The notion that it is climate change sceptics who have been buying influence looks pretty shabby when viewed in the context of Grantham's remarks. The world of climate change hysteria has numerous big political backers, like Thatcher, former US vice-president Al Gore, and current British prime minister Gordon Brown, who commissioned the Stern Review when he was chancellor of the exchequer. High-level figures in the upper echelons of many big firms - including fossil fuel companies such as Shell and BP that have faced so much criticism from greens - have declared that climate change is the number one issue facing humanity. Multibillionaire Richard Branson, airline boss and wannabe spaceline boss through Virgin Galactic, declared last month: `To my mind there is no greater or more immediate challenge than that posed by climate change.'

Then there are those whose wealth is inherited, like Zac Goldsmith - worth roughly œ300million - who publishes the Ecologist magazine, and David de Rothschild, a member of the super-rich banking family and author of the personal austerity guide, The Global Warming Survival Handbook (4). For a long time, the money and the influence have been on the side of the greens. Not the smelly, unwashed treehuggers, of course - posh though many of them are - but the ones walking the corridors of power in politics and business.

One greenie with influence who has been in the news rather a lot lately is the US treasury secretary, Henry Paulson. The man in charge of saving the US banking system has apparently spent $100million of his personal wealth on environmental causes - with the whole lot, some $700million, promised to conservation when his body decides to `bail out' from this mortal coil (5). And Paulson is not only generous with his own cash: as boss of Goldman Sachs, he persuaded the board to hand over 680,000 acres of forest in Tierra del Fuego owned by the bank to the Wildlife Conservation Society, whose board of trustees includes Paulson's son, Merritt

It may not come as a shock to find that those involved heavily in the unproductive, if still important, sphere of finance should believe that there is little point to the human race. When you are a member of a strand of society that is widely regarded as parasitic on the rest, the notion that the whole of humanity is parasitical on the planet is not a huge intellectual leap. But once you have ruled out suicide as an option, you need some reason to keep going. `Saving the planet' has become a mission statement both for the pointlessly rich and the political class. As former UK chancellor Nigel Lawson noted in a talk at the LSE bookshop in July, people `want to believe there is more to life than everyday getting and spending' - and that includes the fabulously wealthy and the politically ambitious.

It's not just a matter of finding a worldview to provide a sense of purpose.

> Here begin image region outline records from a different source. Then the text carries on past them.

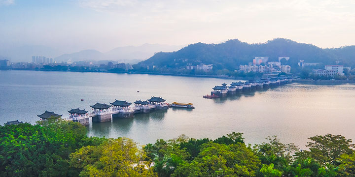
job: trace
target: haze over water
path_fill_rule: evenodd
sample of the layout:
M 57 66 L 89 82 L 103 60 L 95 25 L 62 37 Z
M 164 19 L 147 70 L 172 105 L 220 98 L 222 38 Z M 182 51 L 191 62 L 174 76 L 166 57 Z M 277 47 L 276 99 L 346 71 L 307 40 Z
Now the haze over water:
M 88 136 L 132 138 L 141 144 L 185 134 L 214 139 L 233 131 L 247 143 L 277 135 L 284 143 L 304 148 L 307 138 L 326 133 L 355 139 L 355 86 L 293 83 L 248 95 L 207 99 L 216 78 L 104 73 L 0 71 L 0 123 L 18 119 L 35 123 L 44 111 L 69 115 L 115 99 L 133 102 L 151 96 L 167 102 L 194 104 L 192 111 L 170 109 L 88 126 Z M 137 92 L 139 90 L 139 92 Z M 80 99 L 83 99 L 84 101 Z

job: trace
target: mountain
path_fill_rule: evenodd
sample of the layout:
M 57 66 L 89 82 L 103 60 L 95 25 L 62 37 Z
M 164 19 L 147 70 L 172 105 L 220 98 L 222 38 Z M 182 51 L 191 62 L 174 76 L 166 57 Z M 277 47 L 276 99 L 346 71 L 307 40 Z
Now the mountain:
M 355 66 L 355 46 L 336 49 L 322 49 L 312 44 L 300 43 L 289 39 L 276 38 L 264 43 L 248 44 L 238 39 L 221 43 L 190 44 L 174 52 L 160 52 L 136 67 L 144 68 L 154 65 L 165 68 L 182 68 L 188 63 L 213 64 L 214 69 L 233 71 L 240 64 L 248 64 L 255 57 L 269 57 L 269 61 L 277 61 L 279 57 L 289 57 L 287 64 L 297 65 L 300 60 L 305 62 L 325 64 L 349 64 Z
M 93 61 L 105 59 L 105 55 L 97 50 L 85 50 L 71 54 L 62 55 L 55 58 L 54 60 L 57 62 L 78 61 Z

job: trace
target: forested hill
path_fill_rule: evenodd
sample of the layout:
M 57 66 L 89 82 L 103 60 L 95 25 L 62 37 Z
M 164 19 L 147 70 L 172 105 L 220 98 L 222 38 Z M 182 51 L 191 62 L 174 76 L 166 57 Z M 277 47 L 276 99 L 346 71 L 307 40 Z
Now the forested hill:
M 156 53 L 137 66 L 154 65 L 157 67 L 178 68 L 188 63 L 202 63 L 213 64 L 215 68 L 213 69 L 233 70 L 240 64 L 252 61 L 255 57 L 263 56 L 269 57 L 269 61 L 277 61 L 279 57 L 289 57 L 287 64 L 291 66 L 297 65 L 300 60 L 324 64 L 334 64 L 339 60 L 339 64 L 355 66 L 355 46 L 324 49 L 284 38 L 251 44 L 238 39 L 218 44 L 198 43 L 176 52 Z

In the midst of a financial crisis, some might argue that environmental concerns should be the last thing on our minds. But along with his blunt demand that Europeans must cut their per capita CO2 emissions by 80 per cent by 2050 (for Americans, he argued for a 90 per cent cut), Lord Stern also suggested on Monday night that perhaps the way out of the financial crisis was to embrace the environmental outlook. Renewable energy and energy conservation, green manufacturing and a low-carbon infrastructure could be just the ticket, he suggested, to boost the economy. Far from being anti-growth, he said, going green could be good for our wallets as well as our conscience.

It is certainly true that there are plenty of eco-entrepreneurs hoping to cash in on our fear of the future, doing everything from building windmills to trading carbon emission licences. But it seems unlikely that an emphasis on reducing the human impact on the planet, rather than expanding our capacity to generate wealth and provide for the billions of people living on next-to-nothing, could be in the interests of anyone but the new green elites. No wonder they're splashing the cash.